Aussi étonnant que ça puisse paraître, ce thème omniprésent de l'amour, Charlebois ne l'a pas vu venir. Pourtant, alors que nous discutons des grèves qui secouent la France, une évidence s'impose. «Le système capitaliste est rendu au boutte, dit Charlebois. Je ne le chante pas parce que tout le monde sait qu'on crève sous la surconsommation et que la Terre est polluée, les magazines et les journaux en sont pleins. J'avais des chansons un peu d'actualité, mais j'ai décidé de les tasser. Il y a beaucoup de monde de découragé. Mettons que pour toi, ça va pas mal et pour moi, ça va bien. Mais il y a tellement de monde pour qui c'est très dur qu'on a quasiment honte d'avouer que ça va bien.»

Charlebois, qui n'est jamais à court de théories intéressantes, ajoute que même son idole Elvis, à qui il fait référence parmi les souvenirs d'enfance qui émaillent Satisfaction! - un gros clin d'oeil aux Stones, reconnaît-il -, nous a surtout laissé des chansons d'amour. Se serait-il lui-même empêché d'en écrire par pudeur ou par peur d'être quétaine? «Les deux, parce qu'il y a beaucoup de chansons d'amour à numéros qui sont faites à la machine, qui n'ont aucun intérêt. Jean-Pierre Ferland, par exemple, trouve toujours un nouvel angle.»

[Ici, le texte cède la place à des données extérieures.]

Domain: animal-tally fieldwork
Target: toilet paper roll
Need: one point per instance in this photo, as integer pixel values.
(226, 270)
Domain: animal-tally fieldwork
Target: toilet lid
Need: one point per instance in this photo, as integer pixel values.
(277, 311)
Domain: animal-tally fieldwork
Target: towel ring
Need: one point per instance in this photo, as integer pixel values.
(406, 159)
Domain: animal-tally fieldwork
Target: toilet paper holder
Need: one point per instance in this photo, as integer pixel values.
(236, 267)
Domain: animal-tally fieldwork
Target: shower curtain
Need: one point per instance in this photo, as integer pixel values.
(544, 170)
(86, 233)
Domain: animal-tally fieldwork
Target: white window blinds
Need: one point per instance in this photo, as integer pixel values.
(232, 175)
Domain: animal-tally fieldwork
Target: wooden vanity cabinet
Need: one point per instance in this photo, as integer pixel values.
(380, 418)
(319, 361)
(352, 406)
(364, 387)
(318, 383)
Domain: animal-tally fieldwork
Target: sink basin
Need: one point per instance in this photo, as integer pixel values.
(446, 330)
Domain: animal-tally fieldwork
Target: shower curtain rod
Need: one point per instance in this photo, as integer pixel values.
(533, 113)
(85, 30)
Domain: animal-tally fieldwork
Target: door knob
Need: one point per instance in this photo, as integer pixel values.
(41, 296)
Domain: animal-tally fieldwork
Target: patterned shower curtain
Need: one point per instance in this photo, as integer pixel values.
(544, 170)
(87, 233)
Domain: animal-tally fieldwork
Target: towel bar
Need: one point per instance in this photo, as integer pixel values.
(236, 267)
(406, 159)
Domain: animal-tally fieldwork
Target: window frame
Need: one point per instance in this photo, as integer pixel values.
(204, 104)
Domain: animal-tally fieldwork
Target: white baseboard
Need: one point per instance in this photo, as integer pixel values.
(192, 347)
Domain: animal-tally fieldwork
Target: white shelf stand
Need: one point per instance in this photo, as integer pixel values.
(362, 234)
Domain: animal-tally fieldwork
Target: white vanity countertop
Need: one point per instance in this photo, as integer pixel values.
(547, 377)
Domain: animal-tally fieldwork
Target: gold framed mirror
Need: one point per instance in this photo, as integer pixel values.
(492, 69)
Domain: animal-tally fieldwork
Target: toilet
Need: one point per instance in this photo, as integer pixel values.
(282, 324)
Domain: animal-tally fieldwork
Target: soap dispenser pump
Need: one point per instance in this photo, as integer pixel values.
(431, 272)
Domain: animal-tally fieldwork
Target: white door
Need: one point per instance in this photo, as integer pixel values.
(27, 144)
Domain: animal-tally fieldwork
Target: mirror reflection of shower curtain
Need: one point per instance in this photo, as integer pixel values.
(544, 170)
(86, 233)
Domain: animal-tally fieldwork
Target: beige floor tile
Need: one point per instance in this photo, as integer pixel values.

De nouveaux collaborateurs

Charlebois signe toutes les musiques et cinq des douze textes de Tout est bien. Les autres sont l'oeuvre de deux collaborateurs et amis de longue date, David McNeil et Jean-Loup Dabadie, et deux auteurs que le chanteur frisé a moins fréquentés, Mozart et saint Augustin, dont le texte lui a inspiré la chanson Ne pleure pas si tu m'aimes dont est tiré le titre de l'album.

Mozart? Charlebois s'excuse de me lancer une «farce plate» pas vraiment méchante sur les médias qu'Aznavour lui a faite deux jours plus tôt, puis il remercie aussitôt Le Nouvel Observateur de l'avoir mis sur la piste des lettres de Wolfgang Amadeus à ses proches dans un numéro spécial soulignant le 250e anniversaire de naissance du compositeur.

«Les lettres à sa cousine, c'est de la grosse pornographie, même le marquis de Sade arrive deuxième, mais c'est de la folie pure, jamais méchant, dit Charlebois en riant. J'ai pigé dans les lettres à sa femme où c'est comme s'il parlait à sa bite. Je n'ai pas changé une ligne, le beat est là. Il n'y a aucune vulgarité, c'est juste un peu grivois. Il y a une grâce chez Mozart qu'on ne connaît pas pour son écriture.»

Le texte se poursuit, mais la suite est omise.